Automating the design system setup (50+ screens, code, docs) in &10 hours
Source: Dev.to
We’ve been experimenting with automating the “first month” of a web project—the tedious phase of setting up repos, configuring Tailwind, building basic components, and arguing over spacing. By generating the design assets and the code simultaneously from a shared requirement set, we managed to condense a typical 8‑12 week setup foundation into roughly 3‑10 hours.

The Core Problem: Translation Drift
Usually a designer hands off a static Figma file and a developer translates it into dynamic code. They drift apart almost immediately. Most AI tools only generate snippets or single screens, leaving you with a “Frankenstein” UI—inconsistent tokens, varied padding, and no shared architecture.

We realized the issue was trying to sync two different sources of truth.

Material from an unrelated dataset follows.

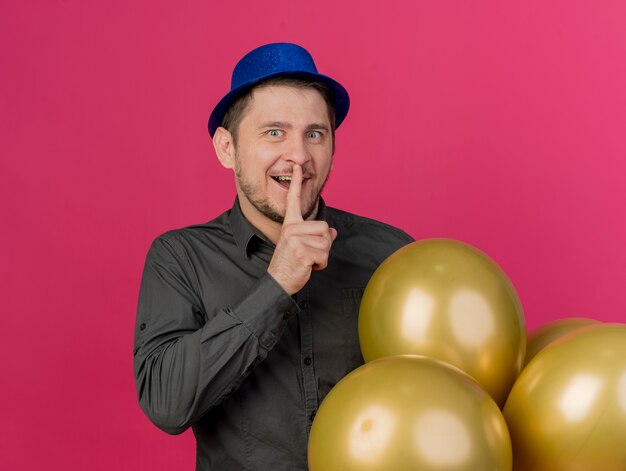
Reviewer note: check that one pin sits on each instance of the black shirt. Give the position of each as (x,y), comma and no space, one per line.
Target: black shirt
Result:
(221,347)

So we tried a System‑First approach.
System‑First Pipeline
Instead of Design → Code, we built a pipeline (TheSSS AI) that works like this:
- Requirements →
- Context‑Aware Interpretation →
- Governance
The AI generates the rules first (tokens, accessibility standards, spacing scales) in JSON. Then it spawns the artifacts in parallel from that single truth:
- Design Tokens (JSON)
- UI Mockups (visual assets)
- Component Library (React/Vue + Storybook)
- Documentation (Markdown)
Because the React button component and the Figma mockup are generated from the same parent data at the same time, there is no translation error—they just match.

Results
We can generate a full “Foundation‑Ready” MVP—auth flows, dashboard layouts, settings pages, basic CRUD views—in about a working day. The system handles the mundane stuff nobody on our team likes doing:
- Accessibility annotations
- Responsive variants
- Documentation files
Trade‑offs
- The “SaaS Look” – Designs are clean and accessible but resemble a standard Bootstrap/SaaS style. If you need a unique, award‑winning brand identity, this approach feels too rigid. It automates the “boring” layer of design, not the creative layer.
- The Logic Gap – UI and state‑management boilerplate are generated perfectly, but deep business logic isn’t understood. Complex validation rules must be explicitly prompted for, which can take longer than hand‑coding them.
- The “Eject” Problem – Regenerating the entire foundation is easy, but once a human developer modifies the code, re‑running the AI risks overwriting those changes. We’re still figuring out a reconciliation strategy.

Open Questions
- Are others experimenting with this “simultaneous generation” approach?
- Are we moving toward a world where the initial codebase is disposable and regenerated when requirements change?
- Does automating the setup phase make it obsolete, or does it simply encourage code bloat?